Geneva 2018: my first motor show

Written by Alfie Blue

At the age of 15, I’ve just returned from my first ever international car show. Hosted since 1905 in one of Switzerland’s largest cities, the prestigious Geneva International Motorshow is surely a bucket list trip for any self-respecting car enthusiast, with the world’s biggest manufacturers setting their stall out for the year ahead with a range of new models making their public debut. It’s particularly interesting from a Porsche perspective, as the company usually uses Geneva to showcase its blue chip GT models.

I’d prepared myself for a long day, as countless, daunting online tales told me how to survive the gruelling heat and mazes of people all over the sprawling plaza. Yet within the first few moments of entering Hall One, I instantly realised that my crusader-style preparations were unnecessary. Hot, sticky, tiring and over-crowded, right? Wrong.

Huge, clear signs draped from the ceiling signposting heaps of extraordinary car manufacturers. Wide, carpeted channels cut through the forest of motor stands housing curious punters, wishing they had heads like owls, frustrated that they could only drool over one machine at a time. Strolling between the array of supercars, there was a definite lack of the notorious congestion. Where were the angry amateur-photographers battling their way to the stands? And before you ask, yes, I went on the last Friday, very much one of the busiest public openings.
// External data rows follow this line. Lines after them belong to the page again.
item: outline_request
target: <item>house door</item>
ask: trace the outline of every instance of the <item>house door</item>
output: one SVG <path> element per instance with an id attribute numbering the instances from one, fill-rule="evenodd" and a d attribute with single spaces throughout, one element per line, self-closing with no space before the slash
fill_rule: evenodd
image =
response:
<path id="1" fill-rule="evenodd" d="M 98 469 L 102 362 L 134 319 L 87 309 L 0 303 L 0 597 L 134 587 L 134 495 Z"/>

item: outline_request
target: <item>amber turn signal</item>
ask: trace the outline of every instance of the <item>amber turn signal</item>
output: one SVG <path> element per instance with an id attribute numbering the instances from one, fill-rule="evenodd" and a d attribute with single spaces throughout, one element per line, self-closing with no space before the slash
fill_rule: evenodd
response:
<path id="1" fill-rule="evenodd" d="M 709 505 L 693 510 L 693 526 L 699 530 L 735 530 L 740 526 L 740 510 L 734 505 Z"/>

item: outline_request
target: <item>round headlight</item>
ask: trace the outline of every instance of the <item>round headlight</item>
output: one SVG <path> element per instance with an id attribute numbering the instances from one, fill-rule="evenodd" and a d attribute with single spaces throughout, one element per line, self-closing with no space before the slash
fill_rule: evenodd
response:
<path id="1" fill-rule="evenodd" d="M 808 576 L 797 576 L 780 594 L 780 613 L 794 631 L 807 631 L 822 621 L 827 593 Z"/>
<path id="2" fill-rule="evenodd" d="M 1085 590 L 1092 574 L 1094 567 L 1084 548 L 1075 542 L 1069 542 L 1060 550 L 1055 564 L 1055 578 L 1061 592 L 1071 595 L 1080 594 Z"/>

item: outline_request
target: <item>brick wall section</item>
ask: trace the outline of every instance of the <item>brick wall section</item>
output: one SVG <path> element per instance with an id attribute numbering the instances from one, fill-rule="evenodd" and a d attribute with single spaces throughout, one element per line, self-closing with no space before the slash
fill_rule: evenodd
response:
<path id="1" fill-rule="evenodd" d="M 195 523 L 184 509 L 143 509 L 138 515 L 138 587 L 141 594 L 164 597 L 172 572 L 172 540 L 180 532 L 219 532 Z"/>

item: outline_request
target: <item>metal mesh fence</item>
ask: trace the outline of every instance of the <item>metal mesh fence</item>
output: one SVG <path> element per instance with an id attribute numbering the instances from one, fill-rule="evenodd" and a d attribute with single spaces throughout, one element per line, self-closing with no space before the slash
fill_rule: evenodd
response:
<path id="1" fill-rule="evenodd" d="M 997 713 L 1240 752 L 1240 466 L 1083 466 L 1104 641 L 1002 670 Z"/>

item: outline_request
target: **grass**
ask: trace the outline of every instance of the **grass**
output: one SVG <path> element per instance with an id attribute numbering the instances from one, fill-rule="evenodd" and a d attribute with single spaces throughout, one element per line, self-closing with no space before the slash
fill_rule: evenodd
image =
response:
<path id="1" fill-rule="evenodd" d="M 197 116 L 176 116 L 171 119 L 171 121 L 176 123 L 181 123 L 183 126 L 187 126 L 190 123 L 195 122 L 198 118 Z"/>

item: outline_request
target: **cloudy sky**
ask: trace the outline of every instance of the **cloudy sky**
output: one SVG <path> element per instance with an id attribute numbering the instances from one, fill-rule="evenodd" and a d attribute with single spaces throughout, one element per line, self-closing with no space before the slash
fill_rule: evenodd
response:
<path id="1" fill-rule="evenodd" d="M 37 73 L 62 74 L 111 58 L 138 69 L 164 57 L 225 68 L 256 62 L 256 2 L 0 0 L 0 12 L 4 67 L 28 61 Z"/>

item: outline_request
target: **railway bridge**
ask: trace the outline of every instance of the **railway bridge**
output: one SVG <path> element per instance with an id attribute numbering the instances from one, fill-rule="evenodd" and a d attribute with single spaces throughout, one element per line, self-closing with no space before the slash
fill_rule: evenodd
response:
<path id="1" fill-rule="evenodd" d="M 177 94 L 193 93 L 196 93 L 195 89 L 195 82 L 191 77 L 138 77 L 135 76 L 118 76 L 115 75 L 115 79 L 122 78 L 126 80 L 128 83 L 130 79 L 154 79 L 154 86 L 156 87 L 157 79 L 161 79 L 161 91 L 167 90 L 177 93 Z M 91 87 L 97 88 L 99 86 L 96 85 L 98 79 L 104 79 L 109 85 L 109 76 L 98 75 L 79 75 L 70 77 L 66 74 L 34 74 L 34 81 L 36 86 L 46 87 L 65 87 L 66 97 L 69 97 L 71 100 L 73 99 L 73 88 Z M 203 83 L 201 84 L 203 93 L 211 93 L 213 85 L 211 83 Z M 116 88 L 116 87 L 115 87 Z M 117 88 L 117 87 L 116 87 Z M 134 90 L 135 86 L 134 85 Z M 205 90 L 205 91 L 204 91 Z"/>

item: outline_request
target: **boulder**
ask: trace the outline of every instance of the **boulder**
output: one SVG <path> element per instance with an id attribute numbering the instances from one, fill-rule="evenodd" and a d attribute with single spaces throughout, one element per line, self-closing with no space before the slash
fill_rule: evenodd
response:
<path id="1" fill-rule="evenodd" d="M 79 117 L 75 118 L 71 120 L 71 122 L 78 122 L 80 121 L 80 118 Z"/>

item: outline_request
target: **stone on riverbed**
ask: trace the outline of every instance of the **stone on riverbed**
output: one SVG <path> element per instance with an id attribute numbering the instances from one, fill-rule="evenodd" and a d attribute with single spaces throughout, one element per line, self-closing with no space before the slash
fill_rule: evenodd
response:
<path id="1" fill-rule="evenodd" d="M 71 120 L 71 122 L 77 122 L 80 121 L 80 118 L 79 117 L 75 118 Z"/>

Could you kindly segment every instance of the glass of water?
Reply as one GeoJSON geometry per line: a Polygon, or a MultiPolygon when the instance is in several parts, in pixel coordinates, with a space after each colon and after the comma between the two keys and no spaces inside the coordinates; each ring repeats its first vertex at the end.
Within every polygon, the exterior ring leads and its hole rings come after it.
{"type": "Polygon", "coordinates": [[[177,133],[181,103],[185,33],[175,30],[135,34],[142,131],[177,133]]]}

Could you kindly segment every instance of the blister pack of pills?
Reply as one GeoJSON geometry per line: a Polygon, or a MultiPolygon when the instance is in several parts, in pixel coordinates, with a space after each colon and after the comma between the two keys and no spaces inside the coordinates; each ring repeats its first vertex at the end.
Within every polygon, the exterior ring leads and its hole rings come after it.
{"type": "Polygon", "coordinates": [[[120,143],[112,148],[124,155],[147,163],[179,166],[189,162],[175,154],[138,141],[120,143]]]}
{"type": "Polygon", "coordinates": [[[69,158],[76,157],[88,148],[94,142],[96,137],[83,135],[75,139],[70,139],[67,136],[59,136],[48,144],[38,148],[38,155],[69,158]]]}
First, I sat down to plan my route. Drinking from my ridiculously over-sized water bottle and scanning the signs for my favourite marques, I noticed what was truly meant by an ‘international’ car show – seven halls full of the best cars in the world. Not the best in England, France or Germany, but the entire globe. The pinnacle. The atmosphere was something only a first-hand experience could ever do justice to. It felt raw and real but just as polished as the immaculate vehicles I’d travelled so far to see.
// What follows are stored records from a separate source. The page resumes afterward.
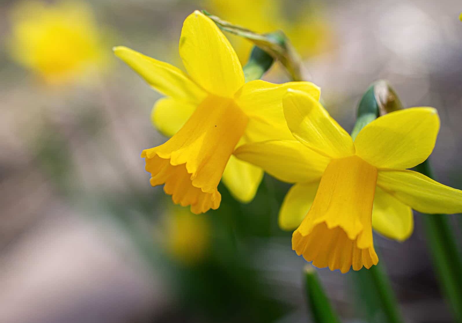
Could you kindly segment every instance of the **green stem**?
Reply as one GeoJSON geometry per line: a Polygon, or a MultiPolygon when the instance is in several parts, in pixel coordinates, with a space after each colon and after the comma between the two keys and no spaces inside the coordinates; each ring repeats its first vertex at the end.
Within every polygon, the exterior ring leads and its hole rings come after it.
{"type": "MultiPolygon", "coordinates": [[[[371,85],[363,96],[358,108],[356,123],[351,133],[353,140],[361,130],[378,117],[381,113],[386,113],[389,111],[388,100],[393,96],[391,95],[385,96],[385,97],[387,98],[384,101],[379,100],[377,93],[384,92],[394,94],[388,84],[384,81],[381,81],[371,85]]],[[[364,278],[371,281],[373,285],[377,300],[380,303],[387,322],[390,323],[403,322],[390,281],[385,274],[382,265],[379,263],[372,266],[369,270],[361,270],[359,274],[368,276],[364,278]]]]}
{"type": "Polygon", "coordinates": [[[304,269],[305,288],[307,302],[313,319],[316,323],[339,323],[337,314],[319,281],[316,270],[310,265],[304,269]]]}
{"type": "Polygon", "coordinates": [[[379,291],[377,296],[388,322],[395,323],[403,322],[390,281],[384,272],[382,266],[373,266],[369,269],[369,273],[372,277],[376,290],[379,291]]]}
{"type": "Polygon", "coordinates": [[[271,67],[274,61],[273,57],[265,51],[254,46],[249,60],[243,67],[245,81],[260,79],[271,67]]]}
{"type": "MultiPolygon", "coordinates": [[[[428,159],[416,166],[415,169],[435,179],[428,159]]],[[[426,214],[422,218],[443,292],[452,305],[456,322],[462,323],[462,259],[451,227],[449,215],[426,214]]]]}

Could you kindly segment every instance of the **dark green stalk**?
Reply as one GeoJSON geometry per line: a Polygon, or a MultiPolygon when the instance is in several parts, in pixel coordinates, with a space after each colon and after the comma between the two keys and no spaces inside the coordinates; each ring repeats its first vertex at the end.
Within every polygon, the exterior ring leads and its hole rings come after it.
{"type": "Polygon", "coordinates": [[[222,30],[252,42],[275,60],[280,61],[292,80],[302,80],[302,60],[283,32],[278,31],[259,34],[224,20],[205,10],[202,10],[202,12],[222,30]]]}
{"type": "Polygon", "coordinates": [[[263,49],[254,46],[249,60],[243,67],[245,81],[260,78],[271,67],[274,60],[273,57],[263,49]]]}
{"type": "Polygon", "coordinates": [[[307,302],[316,323],[340,323],[319,281],[316,270],[307,265],[304,271],[307,302]]]}
{"type": "MultiPolygon", "coordinates": [[[[399,100],[385,81],[379,81],[371,85],[363,96],[358,106],[356,123],[351,133],[353,139],[363,128],[381,114],[397,109],[397,102],[399,102],[399,100]]],[[[368,270],[361,270],[358,275],[361,275],[360,279],[362,281],[366,281],[372,284],[386,322],[404,322],[389,280],[384,273],[381,263],[373,266],[368,270]]],[[[366,304],[371,304],[370,299],[365,300],[366,304]]]]}
{"type": "MultiPolygon", "coordinates": [[[[415,170],[433,179],[429,160],[415,170]]],[[[451,227],[450,215],[425,214],[422,217],[429,247],[443,292],[452,305],[456,322],[462,322],[462,259],[451,227]]]]}

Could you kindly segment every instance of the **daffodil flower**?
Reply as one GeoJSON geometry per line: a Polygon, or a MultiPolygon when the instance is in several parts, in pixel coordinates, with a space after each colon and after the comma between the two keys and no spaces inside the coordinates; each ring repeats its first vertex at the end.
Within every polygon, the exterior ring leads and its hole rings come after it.
{"type": "Polygon", "coordinates": [[[243,202],[254,197],[261,169],[232,156],[237,145],[262,140],[290,138],[282,98],[294,87],[319,98],[309,82],[274,84],[257,80],[244,84],[239,60],[213,22],[199,11],[183,25],[179,52],[188,74],[166,63],[125,47],[116,54],[152,87],[167,96],[153,109],[155,125],[173,136],[163,144],[143,150],[153,185],[173,202],[190,205],[195,213],[216,209],[223,180],[243,202]]]}
{"type": "Polygon", "coordinates": [[[46,83],[88,82],[89,72],[108,64],[107,35],[85,2],[19,2],[12,12],[8,48],[18,64],[46,83]]]}
{"type": "Polygon", "coordinates": [[[364,127],[353,142],[309,95],[289,90],[283,105],[297,140],[248,144],[235,155],[296,183],[286,196],[279,223],[286,229],[299,225],[292,249],[315,266],[342,273],[352,266],[369,268],[378,262],[373,227],[402,241],[413,231],[412,209],[462,212],[462,191],[406,169],[433,150],[439,128],[434,108],[386,114],[364,127]]]}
Each stand was a focused collection of the brands’ latest and upcoming models, seemingly driven off the production line just minutes before. My personal favourites were the Porsche Mission E and the Aston Martin Valkyrie, because of their shared futuristic style and the way they symbolise where the car world is going, rather than an update of where it has already been.

As a massive Magnus Walker fan, I love to see modified and tweaked cars, especially if they happen to be supercars to begin with! The Japanese modification empire, Liberty Walk, was showing four of their magnificent creations this year, including an electric blue Nissan GTR. Far from the pristine ‘correctness’ of many other stands, these Far Eastern cars had a spirit not dissimilar to that of an Urban Outlaw build. I was sifting through the LBW merchandise when I looked up to see Waturu Kato (owner of LBW) smiling back at me! Revving up all my courage, I managed to ask for an autograph. We could speak very little of each other’s language but he still managed to glow with an energy and warmth for his cars and fans.

Writing this, I am wearing a Liberty Walk t-shirt, getting distracted by my signed sticker and deciding that my experience at Waturu’s stand was in fact a demonstration of what an international motorshow can do: bringing all kinds of people from every different nation together in celebration of a shared interest.